The facility administrator of a Type I (holding sentenced inmate workers) II, III or IV facility shall develop written policies and procedures whereby the county registrar of voters allows qualified voters to vote in local, state, and federal elections, pursuant to election codes.
Note: Authority cited Section 6030, Penal Code. Reference: Section 6030, Penal Code.

We call upon CSA to ensure implementation of policies that meet the spirit of the law protecting voter rights for incarcerated people in every county detention facility. Proyecto Common Touch et al. recommend the following:

1. Policies regarding the provision of written materials to inmates at the time they are booked into jail, whether as pretrial detainees or as felony probationers, informing them of their right to register and vote and ensuring they have access to absentee ballots.

2. Policies ensuring incarcerated people: have timely access to register to vote, such as making voter registration cards readily available so that they can be taken by inmates without the need to ask for them, much like registration cards are available in post offices, public buildings, and many other public places; making sure people have writing implements to fill out voter registration cards in the institution; andaccess to outgoing mail and legal mail.

3. Policies regarding posting notices in common areas in detention facilities informing inmates of their right to vote and of the steps necessary to register, apply for, and receive absentee ballots.

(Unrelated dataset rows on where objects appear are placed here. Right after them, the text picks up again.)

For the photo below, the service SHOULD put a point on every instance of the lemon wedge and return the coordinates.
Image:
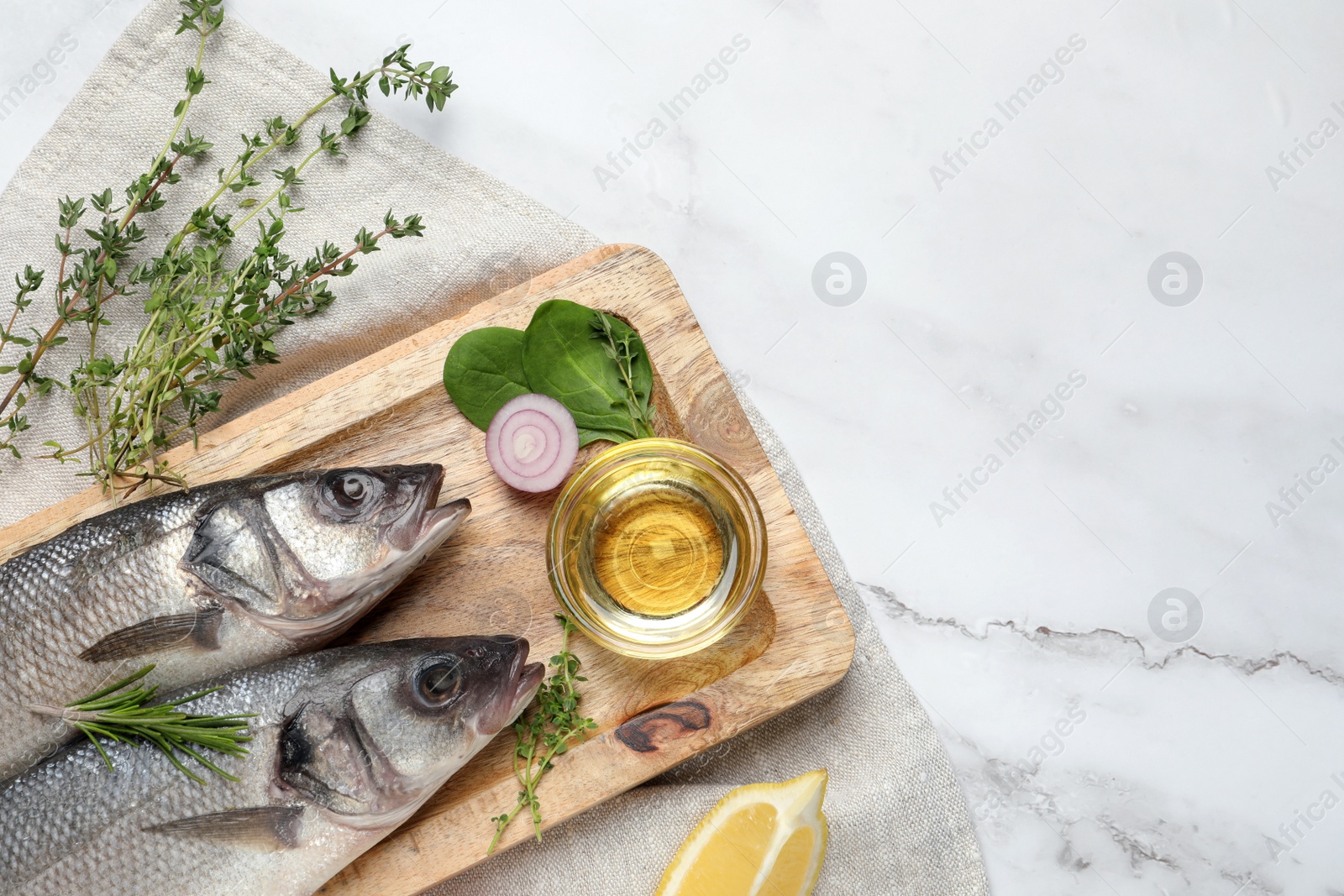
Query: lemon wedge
(759, 840)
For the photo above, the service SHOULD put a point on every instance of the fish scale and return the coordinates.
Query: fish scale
(127, 575)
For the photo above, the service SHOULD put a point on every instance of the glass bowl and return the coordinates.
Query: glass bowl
(656, 548)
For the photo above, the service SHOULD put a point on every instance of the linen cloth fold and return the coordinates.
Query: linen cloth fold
(898, 819)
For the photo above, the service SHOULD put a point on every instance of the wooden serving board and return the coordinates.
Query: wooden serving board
(491, 578)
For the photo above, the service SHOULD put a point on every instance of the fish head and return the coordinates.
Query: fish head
(308, 553)
(393, 723)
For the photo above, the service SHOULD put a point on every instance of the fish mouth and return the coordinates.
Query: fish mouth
(524, 679)
(423, 520)
(421, 530)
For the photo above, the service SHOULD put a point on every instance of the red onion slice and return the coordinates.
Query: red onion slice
(533, 443)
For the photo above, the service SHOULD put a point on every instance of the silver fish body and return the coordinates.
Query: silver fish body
(223, 577)
(349, 743)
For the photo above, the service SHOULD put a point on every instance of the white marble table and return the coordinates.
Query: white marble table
(1101, 750)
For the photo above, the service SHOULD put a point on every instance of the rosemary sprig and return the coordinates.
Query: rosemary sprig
(622, 351)
(132, 718)
(212, 312)
(544, 732)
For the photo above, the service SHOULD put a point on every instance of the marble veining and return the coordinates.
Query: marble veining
(1158, 217)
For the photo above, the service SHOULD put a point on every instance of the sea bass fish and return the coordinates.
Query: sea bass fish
(223, 577)
(349, 743)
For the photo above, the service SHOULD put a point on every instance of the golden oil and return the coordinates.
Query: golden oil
(656, 548)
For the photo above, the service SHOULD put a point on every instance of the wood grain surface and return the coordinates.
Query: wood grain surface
(491, 578)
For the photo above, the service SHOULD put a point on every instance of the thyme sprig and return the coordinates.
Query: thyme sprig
(622, 348)
(210, 311)
(546, 731)
(131, 716)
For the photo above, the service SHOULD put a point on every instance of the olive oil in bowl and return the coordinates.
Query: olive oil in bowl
(656, 548)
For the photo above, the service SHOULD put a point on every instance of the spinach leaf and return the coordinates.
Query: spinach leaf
(596, 365)
(484, 369)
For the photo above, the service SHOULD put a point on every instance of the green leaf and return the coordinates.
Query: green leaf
(483, 371)
(562, 359)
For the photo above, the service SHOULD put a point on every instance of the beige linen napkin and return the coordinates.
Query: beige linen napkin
(898, 820)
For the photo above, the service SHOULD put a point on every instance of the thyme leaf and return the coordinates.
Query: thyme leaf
(544, 732)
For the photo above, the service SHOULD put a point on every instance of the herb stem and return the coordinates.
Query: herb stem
(548, 732)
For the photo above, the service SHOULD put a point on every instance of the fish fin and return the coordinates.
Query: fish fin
(198, 629)
(262, 828)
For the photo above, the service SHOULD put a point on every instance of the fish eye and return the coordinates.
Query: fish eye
(351, 488)
(440, 683)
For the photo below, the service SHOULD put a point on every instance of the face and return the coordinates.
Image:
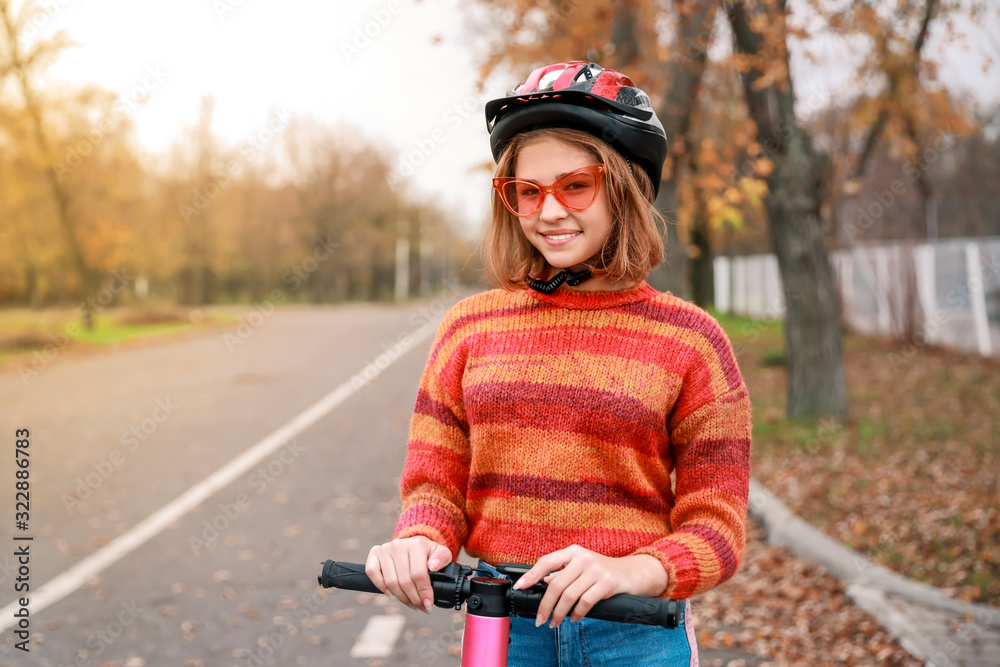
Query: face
(564, 237)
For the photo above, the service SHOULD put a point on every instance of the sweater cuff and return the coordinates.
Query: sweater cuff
(430, 533)
(684, 573)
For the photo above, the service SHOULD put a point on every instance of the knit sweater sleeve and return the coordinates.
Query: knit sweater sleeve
(436, 472)
(710, 433)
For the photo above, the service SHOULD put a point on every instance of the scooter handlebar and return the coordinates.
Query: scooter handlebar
(451, 589)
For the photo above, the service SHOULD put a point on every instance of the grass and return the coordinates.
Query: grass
(908, 479)
(25, 331)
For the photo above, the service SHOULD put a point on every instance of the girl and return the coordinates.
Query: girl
(576, 418)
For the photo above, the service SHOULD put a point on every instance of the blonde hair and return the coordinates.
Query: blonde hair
(635, 243)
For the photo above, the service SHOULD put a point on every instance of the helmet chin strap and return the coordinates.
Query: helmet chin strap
(549, 286)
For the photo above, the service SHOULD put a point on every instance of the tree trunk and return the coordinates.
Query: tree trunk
(816, 384)
(694, 30)
(59, 194)
(702, 270)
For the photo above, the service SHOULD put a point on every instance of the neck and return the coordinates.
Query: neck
(592, 284)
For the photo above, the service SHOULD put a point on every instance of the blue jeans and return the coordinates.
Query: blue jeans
(595, 643)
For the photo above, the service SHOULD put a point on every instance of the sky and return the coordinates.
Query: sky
(400, 72)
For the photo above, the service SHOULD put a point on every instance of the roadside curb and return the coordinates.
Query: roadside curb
(786, 529)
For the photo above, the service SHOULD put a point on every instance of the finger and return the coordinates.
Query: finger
(421, 584)
(439, 557)
(373, 568)
(557, 585)
(407, 588)
(568, 599)
(586, 602)
(545, 566)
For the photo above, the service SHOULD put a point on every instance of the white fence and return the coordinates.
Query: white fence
(943, 293)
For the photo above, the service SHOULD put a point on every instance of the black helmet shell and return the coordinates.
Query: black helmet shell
(583, 96)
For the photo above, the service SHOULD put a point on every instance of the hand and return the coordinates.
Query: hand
(578, 576)
(399, 568)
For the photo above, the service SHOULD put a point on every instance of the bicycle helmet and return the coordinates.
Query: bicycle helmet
(583, 96)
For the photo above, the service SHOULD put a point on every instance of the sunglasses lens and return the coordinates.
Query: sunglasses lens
(521, 197)
(578, 190)
(575, 191)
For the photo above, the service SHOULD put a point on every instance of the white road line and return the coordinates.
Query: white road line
(378, 637)
(70, 580)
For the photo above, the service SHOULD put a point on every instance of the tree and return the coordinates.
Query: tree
(816, 384)
(23, 66)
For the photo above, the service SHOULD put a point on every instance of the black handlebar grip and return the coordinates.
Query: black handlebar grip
(350, 576)
(626, 608)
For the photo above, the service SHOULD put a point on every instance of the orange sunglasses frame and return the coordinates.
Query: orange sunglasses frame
(598, 170)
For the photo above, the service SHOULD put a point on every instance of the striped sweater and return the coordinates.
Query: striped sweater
(617, 421)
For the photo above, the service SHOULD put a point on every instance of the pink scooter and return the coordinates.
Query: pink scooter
(490, 602)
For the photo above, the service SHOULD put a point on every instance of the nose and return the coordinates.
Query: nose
(552, 210)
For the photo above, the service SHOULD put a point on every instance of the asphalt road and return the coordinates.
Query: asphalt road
(116, 436)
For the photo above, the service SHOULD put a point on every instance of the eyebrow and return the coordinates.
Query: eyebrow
(558, 176)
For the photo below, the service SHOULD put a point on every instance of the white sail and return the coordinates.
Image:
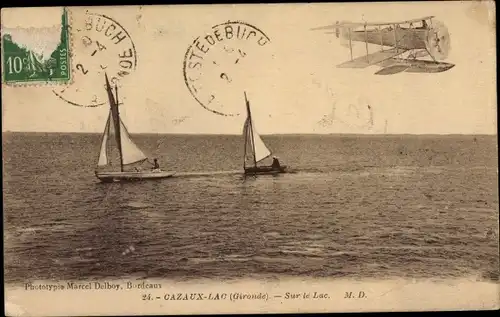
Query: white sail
(103, 155)
(258, 146)
(130, 152)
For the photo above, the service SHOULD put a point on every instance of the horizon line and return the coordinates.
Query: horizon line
(268, 134)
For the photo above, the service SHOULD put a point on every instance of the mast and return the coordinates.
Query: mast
(116, 118)
(119, 127)
(249, 115)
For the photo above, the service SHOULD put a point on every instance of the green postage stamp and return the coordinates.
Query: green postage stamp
(34, 53)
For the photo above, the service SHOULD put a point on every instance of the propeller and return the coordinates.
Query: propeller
(437, 40)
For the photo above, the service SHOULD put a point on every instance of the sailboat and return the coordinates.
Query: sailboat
(256, 149)
(129, 153)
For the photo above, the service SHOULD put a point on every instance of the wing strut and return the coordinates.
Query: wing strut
(350, 42)
(366, 44)
(395, 38)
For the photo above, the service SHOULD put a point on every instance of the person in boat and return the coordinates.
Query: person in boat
(276, 163)
(155, 164)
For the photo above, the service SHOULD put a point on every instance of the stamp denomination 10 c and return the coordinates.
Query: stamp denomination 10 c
(36, 54)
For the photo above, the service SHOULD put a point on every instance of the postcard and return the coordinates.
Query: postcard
(250, 158)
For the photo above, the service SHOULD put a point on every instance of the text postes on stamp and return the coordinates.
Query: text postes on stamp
(100, 44)
(36, 54)
(215, 65)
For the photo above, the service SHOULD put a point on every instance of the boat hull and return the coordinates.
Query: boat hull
(110, 177)
(265, 170)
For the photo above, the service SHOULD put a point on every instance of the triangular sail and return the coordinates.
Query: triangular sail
(130, 151)
(103, 155)
(260, 149)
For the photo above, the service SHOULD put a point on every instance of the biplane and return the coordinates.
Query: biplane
(402, 45)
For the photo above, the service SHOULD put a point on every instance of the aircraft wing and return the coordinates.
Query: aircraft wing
(371, 59)
(361, 24)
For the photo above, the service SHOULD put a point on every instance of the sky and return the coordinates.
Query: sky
(292, 82)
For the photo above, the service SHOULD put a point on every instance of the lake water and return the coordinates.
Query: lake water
(357, 207)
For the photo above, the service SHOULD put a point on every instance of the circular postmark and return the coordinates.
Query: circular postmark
(217, 64)
(100, 45)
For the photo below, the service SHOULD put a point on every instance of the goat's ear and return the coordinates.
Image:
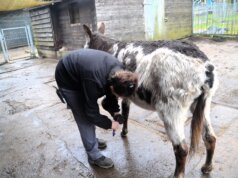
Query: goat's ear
(101, 28)
(88, 32)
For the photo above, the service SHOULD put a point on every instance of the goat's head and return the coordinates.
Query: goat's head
(96, 40)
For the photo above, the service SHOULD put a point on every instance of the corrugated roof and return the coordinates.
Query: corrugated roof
(10, 5)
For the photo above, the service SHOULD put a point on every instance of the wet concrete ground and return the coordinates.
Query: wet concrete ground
(39, 138)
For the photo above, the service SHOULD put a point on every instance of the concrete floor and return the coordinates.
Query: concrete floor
(39, 138)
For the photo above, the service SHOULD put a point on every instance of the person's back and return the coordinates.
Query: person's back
(87, 64)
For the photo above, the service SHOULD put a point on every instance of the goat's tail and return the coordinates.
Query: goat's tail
(197, 123)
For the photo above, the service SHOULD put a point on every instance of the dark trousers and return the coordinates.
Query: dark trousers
(86, 129)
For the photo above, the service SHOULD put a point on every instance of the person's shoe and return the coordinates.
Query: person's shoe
(102, 162)
(101, 144)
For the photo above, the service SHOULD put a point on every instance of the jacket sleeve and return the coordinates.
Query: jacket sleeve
(91, 93)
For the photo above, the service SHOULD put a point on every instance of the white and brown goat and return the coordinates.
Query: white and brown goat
(175, 77)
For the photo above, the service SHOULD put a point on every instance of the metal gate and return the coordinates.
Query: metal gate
(215, 17)
(16, 43)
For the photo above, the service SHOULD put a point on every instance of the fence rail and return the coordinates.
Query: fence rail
(215, 18)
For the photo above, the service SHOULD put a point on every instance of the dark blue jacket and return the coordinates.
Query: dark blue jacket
(88, 71)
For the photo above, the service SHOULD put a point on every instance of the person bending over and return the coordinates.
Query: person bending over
(83, 76)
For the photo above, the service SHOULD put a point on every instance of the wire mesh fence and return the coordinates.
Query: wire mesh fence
(215, 18)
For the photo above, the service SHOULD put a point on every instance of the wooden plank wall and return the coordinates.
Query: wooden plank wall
(178, 18)
(43, 31)
(124, 19)
(72, 35)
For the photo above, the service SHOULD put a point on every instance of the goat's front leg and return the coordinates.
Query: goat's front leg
(181, 152)
(125, 105)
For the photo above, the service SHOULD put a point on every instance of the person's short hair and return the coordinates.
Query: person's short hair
(124, 83)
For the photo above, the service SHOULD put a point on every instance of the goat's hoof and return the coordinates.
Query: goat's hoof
(124, 133)
(206, 169)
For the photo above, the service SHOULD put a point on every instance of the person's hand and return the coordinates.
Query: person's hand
(115, 125)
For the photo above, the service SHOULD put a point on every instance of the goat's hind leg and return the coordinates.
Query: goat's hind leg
(209, 139)
(174, 120)
(125, 105)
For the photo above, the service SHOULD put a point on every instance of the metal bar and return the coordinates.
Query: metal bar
(30, 40)
(14, 28)
(6, 57)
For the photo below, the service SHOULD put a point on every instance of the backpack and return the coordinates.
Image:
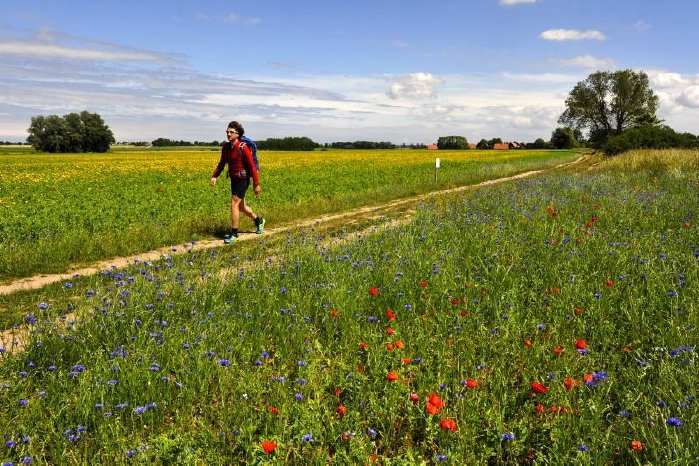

4. Policies ensuring incarcerated people have timely access to absentee ballots and writing implements needed to fill out the ballots, and that absentee ballots are treated as legal mail.

5. Policies permitting volunteers engaged in voter registration work access to prisoners in the facility, subject to reasonable security concerns, to solicit voter registration.

6. Policies regarding the showing of videos to prisoners informing them of their right to vote on a timely basis for elections.